By Stephanie Reck
I want to be liked, I want to be accepted, and I want to be loved; but the reality is not everyone will. I don’t know about you, but I am uncomfortable when someone does not like or accept me — it can go deep and speak lies such as, “You’re not good enough,” or “There is something wrong with you.” I tend to think if someone does not like me, it must be my fault. As an over-analytical thinker, I will mull over a dozen reasons or more what I could have done differently for that person to like me. My thoughts go like this, “Certainty, I must have done something wrong for them to not accept me.”
I tried for so long to be what I thought everyone wanted me to be, but eventually, I wore myself out being one way for this person and another way someone else.
Being someone that I am not made me unhappy, unfulfilled, and feeling unworthy to be me.
Often if there is a struggle to be somebody other than yourself to be liked and accepted there is a root of rejection and feeling inferior. Somewhere in your history someone told you or made you feel not good enough, and if you just did this or that you would receive love. Love based on conditions is not love at all.
Conforming to what others want from you to be liked or even loved, is living a lie.
I admit I am a little different. I am an introvert by nature, I prefer solitude over being with a group of people, I don’t enjoy crowds, I enjoy the simple life. I tend not to follow what everyone else is doing. I prefer uniqueness over sameness. I am a well-organized planner. I enjoy structure and routine and can be a bit rigid in these areas. I have a type-A personality which means I am a rule follower, stay on task, and do not often deviate from what I have planned.
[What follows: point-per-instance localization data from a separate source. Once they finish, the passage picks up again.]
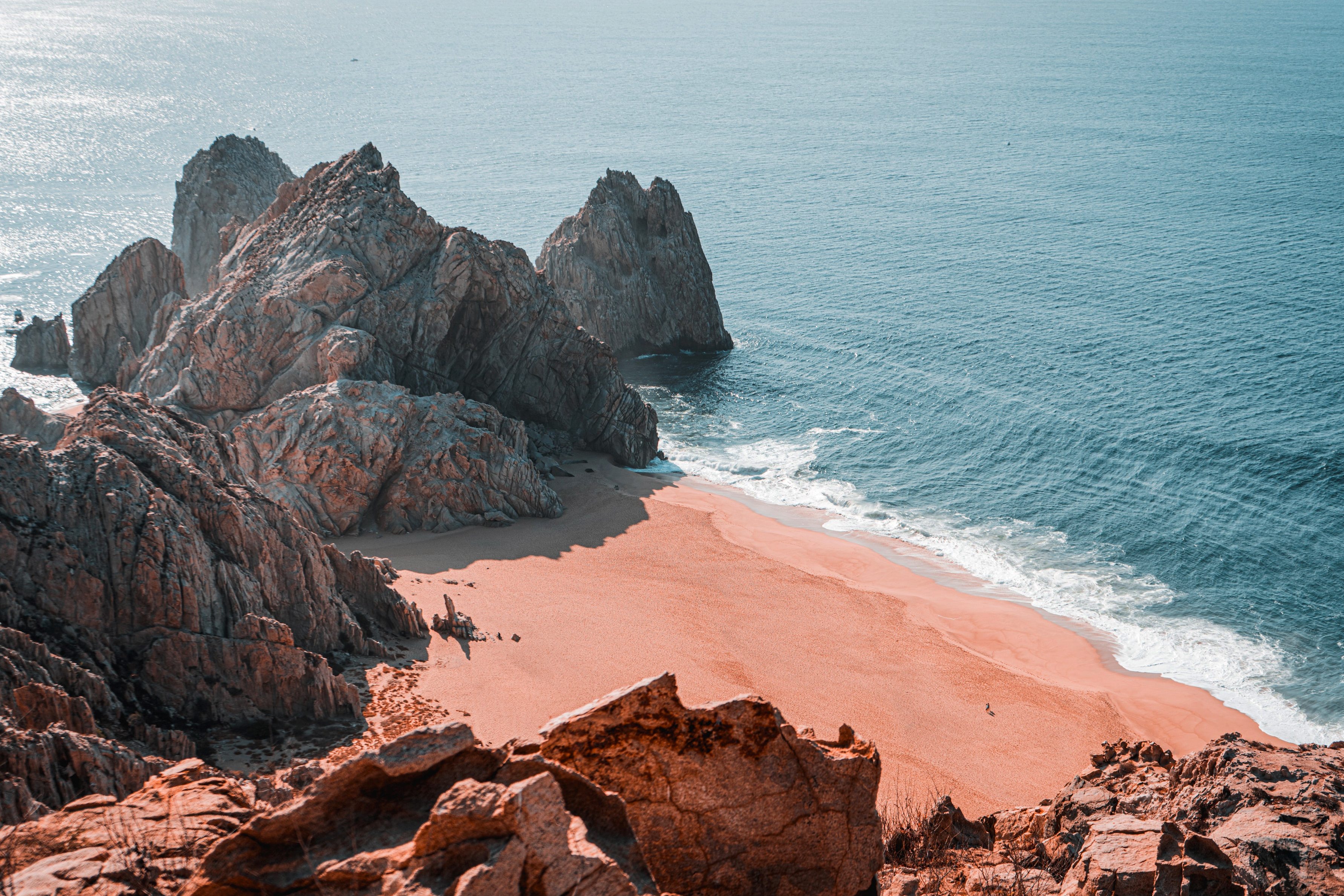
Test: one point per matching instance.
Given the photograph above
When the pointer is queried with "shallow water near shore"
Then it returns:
(1053, 291)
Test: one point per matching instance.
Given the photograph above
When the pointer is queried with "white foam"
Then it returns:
(1038, 563)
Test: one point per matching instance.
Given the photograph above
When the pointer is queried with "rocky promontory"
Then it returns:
(221, 188)
(631, 269)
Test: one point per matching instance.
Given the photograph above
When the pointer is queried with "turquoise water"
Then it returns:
(1053, 289)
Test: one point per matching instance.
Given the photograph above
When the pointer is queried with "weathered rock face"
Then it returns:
(234, 179)
(631, 269)
(42, 346)
(429, 813)
(352, 455)
(142, 551)
(116, 317)
(346, 277)
(728, 798)
(21, 417)
(147, 843)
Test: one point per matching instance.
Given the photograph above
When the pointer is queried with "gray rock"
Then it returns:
(355, 452)
(234, 179)
(343, 260)
(119, 315)
(42, 346)
(631, 269)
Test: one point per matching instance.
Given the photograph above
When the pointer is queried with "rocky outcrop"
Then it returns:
(433, 812)
(355, 455)
(142, 551)
(222, 187)
(346, 277)
(117, 317)
(42, 346)
(728, 798)
(631, 269)
(21, 417)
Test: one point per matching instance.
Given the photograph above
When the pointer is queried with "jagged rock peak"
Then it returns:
(345, 254)
(121, 314)
(42, 346)
(631, 269)
(142, 551)
(354, 453)
(234, 179)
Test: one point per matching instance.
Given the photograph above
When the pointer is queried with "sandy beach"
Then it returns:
(644, 576)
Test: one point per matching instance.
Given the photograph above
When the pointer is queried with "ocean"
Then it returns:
(1051, 289)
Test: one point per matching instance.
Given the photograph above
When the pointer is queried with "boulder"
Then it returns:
(119, 316)
(355, 455)
(21, 417)
(432, 812)
(728, 798)
(222, 187)
(346, 277)
(144, 554)
(631, 269)
(42, 346)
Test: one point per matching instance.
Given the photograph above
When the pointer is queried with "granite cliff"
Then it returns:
(631, 269)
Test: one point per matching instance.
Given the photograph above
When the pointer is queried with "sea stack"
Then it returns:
(115, 319)
(234, 179)
(42, 346)
(631, 269)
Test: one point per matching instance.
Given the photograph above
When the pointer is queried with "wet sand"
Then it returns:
(644, 576)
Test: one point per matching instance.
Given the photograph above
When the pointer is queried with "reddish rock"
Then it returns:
(631, 269)
(728, 798)
(346, 277)
(221, 190)
(116, 317)
(355, 455)
(42, 346)
(21, 417)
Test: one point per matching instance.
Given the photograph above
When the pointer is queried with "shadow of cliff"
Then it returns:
(599, 505)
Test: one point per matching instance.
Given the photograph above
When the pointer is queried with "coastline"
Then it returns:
(644, 574)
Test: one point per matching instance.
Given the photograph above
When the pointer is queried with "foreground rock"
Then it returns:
(631, 269)
(343, 276)
(433, 812)
(146, 557)
(42, 346)
(1237, 817)
(352, 455)
(230, 183)
(21, 417)
(729, 798)
(116, 317)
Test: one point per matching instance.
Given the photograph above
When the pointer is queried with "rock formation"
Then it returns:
(728, 798)
(148, 559)
(21, 417)
(225, 186)
(631, 269)
(433, 812)
(1234, 819)
(357, 453)
(42, 346)
(116, 317)
(343, 276)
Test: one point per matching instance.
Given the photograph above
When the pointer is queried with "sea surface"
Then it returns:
(1054, 289)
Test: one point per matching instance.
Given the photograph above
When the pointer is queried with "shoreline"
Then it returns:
(644, 576)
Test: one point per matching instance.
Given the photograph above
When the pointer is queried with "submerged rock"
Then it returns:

As you can see from my list of quirks and differences, I will not mesh well with everyone. I do enjoy all kinds of different people, and relish that God made us all so uniquely different. However, I cannot change who I am to suit other people. I have to be comfortable with who I am, including my not-so-strong points. When people love you, they will embrace your differences, not try and change them.
To embrace and love yourself, you can:
· Focus on your strengths, not your weaknesses. Everyone has strengths, focus, and magnify those.
· Focus on what you are doing right, not on what you are doing wrong. You can’t be doing everything wrong, even if someone makes you feel that way.
· Accept and love all of you — your weaknesses, your quirks, and your strengths.
· Don’t try and be what others want you to be. You will only make yourself unhappy about doing this.
· Don’t copy what other people are doing so you can “fit in.”
When you become someone besides yourself, you won’t feel content most of the time. When you start to hide parts of yourself so you don’t get judged, you start feeling uncomfortable because, in essence, you are playing a role. It takes courage to be who you are without apology or pretense. Love yourself enough to accept you just the way you are.